Repository files navigation

Genre Clawer

License: MIT Analytics

Build Status codecov CircleCI

Build Status codecov CircleCI

A clawer to fetch song's genre information from internet. The released Jar file could also execute on command line to generate billboard top 100 song list upon CLI options, fetch genres and dump them into YAML format to console.
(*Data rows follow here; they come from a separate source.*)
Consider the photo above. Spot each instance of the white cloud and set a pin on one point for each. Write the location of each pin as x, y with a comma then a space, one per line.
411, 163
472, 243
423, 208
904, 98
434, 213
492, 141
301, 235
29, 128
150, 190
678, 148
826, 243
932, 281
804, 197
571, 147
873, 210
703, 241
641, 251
In background, HtmlUnit or Selenide(a concise wrapper of Selenium) will be invoked to fetch genres and match the patterns on results. By default it will choose HtmlUnit as a headless client to invoke silently. However, to keep it open, Selenide option is available. If Selenide is chosen, Chrome browser is now the only option in released codes since WebDriver handling is overridden with WebDriverManager to make a better control.

User Guide

Maven

<repositories>
    <repository>
        <id>jitpack.io</id>
        <url>https://jitpack.io</url>
    </repository>
 </repositories>
<dependency>
    <groupId>com.github.maxwu</groupId>
    <artifactId>Genre-Clawer</artifactId>
    <version>v1.3</version>
</dependency>

With above dependencies with maven, here is a quick sample to query genre list with song information.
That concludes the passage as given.